War on Terrorism

Monday, July 25, 2011

New Ambassador: ‘No Rush for Exits’ in Afghanistan

By Donna Miles
American Forces Press Service

WASHINGTON, July 25, 2011 – U.S. Ambassador to Afghanistan Ryan C. Crocker told employees during his first day on the job in the Afghan capital of Kabul today that there will be “no rush for the exits” during this critical transition period in Afghanistan.

Crocker presented his diplomatic credentials to Afghan President Hamid Karzai during a ceremony at the presidential palace in Kabul.

Marine Corps General John R. Allen, who assumed command of U.S. and NATO forces in Afghanistan last week and served with Crocker in Iraq, joined the ambassador at today’s ceremonies. Crocker praised Allen’s capabilities and promised “full unity of effort” to build on what Ambassador Karl W. Eikenberry and Army Gen. David H. Petraeus, along with the rest of the coalition, already has accomplished.

“We are at a time of transition in Afghanistan,” Crocker said. “It is a time for us to step back and for the Afghans to step forward, as they are doing.”

Crocker pointed to last week’s successful security transition as an indicator of progress the Afghans have achieved in recent years, but recognized the fragility of that progress.
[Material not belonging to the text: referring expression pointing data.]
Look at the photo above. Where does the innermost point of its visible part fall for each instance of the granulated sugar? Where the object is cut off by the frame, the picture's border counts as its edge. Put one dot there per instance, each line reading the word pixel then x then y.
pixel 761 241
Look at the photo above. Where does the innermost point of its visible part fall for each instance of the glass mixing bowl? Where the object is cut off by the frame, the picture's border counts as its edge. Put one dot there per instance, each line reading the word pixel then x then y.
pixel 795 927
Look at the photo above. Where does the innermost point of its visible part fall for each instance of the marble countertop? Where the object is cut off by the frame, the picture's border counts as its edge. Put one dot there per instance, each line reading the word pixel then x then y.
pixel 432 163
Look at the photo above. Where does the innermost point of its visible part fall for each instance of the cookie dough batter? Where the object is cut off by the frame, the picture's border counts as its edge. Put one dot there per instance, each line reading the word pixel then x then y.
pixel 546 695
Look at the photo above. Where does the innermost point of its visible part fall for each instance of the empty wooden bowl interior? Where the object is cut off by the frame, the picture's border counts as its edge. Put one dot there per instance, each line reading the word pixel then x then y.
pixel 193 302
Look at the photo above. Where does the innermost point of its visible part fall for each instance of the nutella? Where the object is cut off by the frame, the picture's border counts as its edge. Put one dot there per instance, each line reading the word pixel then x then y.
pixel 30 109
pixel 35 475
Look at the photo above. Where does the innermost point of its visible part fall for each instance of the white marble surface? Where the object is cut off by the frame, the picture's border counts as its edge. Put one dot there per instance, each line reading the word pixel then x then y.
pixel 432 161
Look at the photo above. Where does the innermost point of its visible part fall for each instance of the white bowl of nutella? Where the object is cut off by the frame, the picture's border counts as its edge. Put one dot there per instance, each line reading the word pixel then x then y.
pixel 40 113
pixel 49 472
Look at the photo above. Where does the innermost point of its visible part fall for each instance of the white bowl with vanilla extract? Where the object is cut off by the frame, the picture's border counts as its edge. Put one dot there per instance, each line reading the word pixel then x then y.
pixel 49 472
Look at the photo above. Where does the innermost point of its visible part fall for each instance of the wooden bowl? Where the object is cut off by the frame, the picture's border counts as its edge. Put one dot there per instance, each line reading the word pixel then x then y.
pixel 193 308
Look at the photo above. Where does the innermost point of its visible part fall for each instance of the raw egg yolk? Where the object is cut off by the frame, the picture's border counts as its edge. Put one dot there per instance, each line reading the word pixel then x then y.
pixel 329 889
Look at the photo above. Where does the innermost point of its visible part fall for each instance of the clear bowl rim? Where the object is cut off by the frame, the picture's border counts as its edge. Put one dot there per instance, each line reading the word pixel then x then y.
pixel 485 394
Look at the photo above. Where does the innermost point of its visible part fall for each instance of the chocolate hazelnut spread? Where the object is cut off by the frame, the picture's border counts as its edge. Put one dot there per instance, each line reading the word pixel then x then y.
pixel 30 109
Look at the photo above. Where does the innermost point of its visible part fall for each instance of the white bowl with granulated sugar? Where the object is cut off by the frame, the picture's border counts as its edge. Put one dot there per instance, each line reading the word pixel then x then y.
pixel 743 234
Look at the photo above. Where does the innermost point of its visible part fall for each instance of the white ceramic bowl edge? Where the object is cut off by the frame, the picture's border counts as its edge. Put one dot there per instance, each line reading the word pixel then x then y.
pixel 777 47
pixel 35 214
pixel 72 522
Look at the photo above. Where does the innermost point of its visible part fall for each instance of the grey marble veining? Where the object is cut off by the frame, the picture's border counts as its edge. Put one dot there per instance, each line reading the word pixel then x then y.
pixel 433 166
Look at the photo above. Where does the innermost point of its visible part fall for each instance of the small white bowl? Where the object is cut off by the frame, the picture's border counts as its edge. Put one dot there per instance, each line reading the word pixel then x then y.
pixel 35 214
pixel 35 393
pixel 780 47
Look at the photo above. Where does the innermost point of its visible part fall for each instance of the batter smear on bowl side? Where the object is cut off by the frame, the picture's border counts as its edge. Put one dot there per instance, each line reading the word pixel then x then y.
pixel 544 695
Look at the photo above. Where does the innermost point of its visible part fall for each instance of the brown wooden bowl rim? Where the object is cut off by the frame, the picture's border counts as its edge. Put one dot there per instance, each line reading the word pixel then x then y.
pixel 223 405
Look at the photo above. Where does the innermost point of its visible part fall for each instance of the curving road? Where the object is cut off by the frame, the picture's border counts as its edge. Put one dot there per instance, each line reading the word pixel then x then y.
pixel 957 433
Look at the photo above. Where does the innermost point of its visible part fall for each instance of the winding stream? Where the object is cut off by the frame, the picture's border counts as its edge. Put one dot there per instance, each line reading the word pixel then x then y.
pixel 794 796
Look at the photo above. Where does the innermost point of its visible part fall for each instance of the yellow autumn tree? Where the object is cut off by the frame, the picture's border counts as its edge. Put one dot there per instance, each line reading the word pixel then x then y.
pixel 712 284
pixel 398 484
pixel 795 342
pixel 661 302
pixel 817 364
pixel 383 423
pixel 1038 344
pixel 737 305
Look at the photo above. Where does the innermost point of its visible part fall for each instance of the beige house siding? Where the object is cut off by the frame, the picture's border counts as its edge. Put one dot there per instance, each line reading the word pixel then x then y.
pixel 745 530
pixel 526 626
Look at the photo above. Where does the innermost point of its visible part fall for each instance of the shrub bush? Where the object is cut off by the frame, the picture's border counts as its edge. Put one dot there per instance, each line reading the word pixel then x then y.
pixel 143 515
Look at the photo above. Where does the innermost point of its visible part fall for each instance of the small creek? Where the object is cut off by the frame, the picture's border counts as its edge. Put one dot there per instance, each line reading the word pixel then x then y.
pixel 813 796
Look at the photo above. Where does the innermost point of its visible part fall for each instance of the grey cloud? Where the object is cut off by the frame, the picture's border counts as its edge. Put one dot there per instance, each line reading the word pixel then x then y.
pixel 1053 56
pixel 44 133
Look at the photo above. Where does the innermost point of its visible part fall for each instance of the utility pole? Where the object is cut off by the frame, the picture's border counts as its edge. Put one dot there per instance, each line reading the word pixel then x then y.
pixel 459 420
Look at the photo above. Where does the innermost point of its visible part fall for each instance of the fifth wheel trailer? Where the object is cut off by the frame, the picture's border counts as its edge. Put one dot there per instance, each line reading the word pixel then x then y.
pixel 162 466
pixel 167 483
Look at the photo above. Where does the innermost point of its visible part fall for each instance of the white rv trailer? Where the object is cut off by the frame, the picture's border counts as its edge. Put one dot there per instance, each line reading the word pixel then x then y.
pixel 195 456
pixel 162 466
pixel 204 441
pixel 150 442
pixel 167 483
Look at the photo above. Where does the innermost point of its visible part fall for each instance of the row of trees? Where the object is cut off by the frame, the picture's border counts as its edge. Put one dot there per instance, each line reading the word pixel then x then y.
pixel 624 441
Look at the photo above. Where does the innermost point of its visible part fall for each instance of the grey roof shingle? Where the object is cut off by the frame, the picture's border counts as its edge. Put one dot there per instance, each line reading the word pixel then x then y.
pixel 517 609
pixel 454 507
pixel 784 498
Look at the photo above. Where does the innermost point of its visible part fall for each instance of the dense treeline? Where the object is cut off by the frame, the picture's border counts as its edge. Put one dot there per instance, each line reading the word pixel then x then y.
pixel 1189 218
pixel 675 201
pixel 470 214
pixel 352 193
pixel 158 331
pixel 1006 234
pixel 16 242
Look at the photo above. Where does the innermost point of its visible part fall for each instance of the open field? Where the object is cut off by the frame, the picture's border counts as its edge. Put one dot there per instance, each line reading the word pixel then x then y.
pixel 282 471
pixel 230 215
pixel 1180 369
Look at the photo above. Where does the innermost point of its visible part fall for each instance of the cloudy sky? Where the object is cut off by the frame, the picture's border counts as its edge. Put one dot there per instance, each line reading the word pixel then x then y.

“I think all of us -- Americans, coalition partners, the international community and the Afghan leadership -- know that we must proceed carefully,” he said. “There will be no rush for the exits. The way we do this in the months ahead will have consequences far beyond Afghanistan and far into the future.”

The coming year will be critical in setting the right path, Crocker said, emphasizing the importance of thinking through the transition period carefully and in consultation with the Afghan government.

Crocker also warned of the “incalculable long-term effects and costs of getting it wrong” in Afghanistan.

“We owe nothing less to the next generation of Afghans, Americans and others not to repeat the mistakes of 20 years ago” that enabled the Taliban and al-Qaida to seize power there, he said.

As the transition in Afghanistan continues, Crocker emphasized the importance of a continued commitment to helping the Afghans build their institutions and a better future for their people. That includes working to conclude a Strategic Partnership Declaration that he said will codify the long-term U.S. commitment to Afghanistan’s success.

Crocker said the United States has no interest in permanent bases in Afghanistan.

“The president has said it, the secretaries of State and Defense have said it, and I repeat it here,” he said. “We will stay as long as we need to, and not one day more. We have no interest in using Afghanistan as a platform to project influence into neighboring countries. Our sole interest is in Afghanistan’s security and sustainable stability, and ensuring that it will never again become a haven for international terrorism that poses a threat to the international community.”

Crocker called on Afghanistan’s neighbors and the international community to become fully invested in that effort, through 2014 and beyond.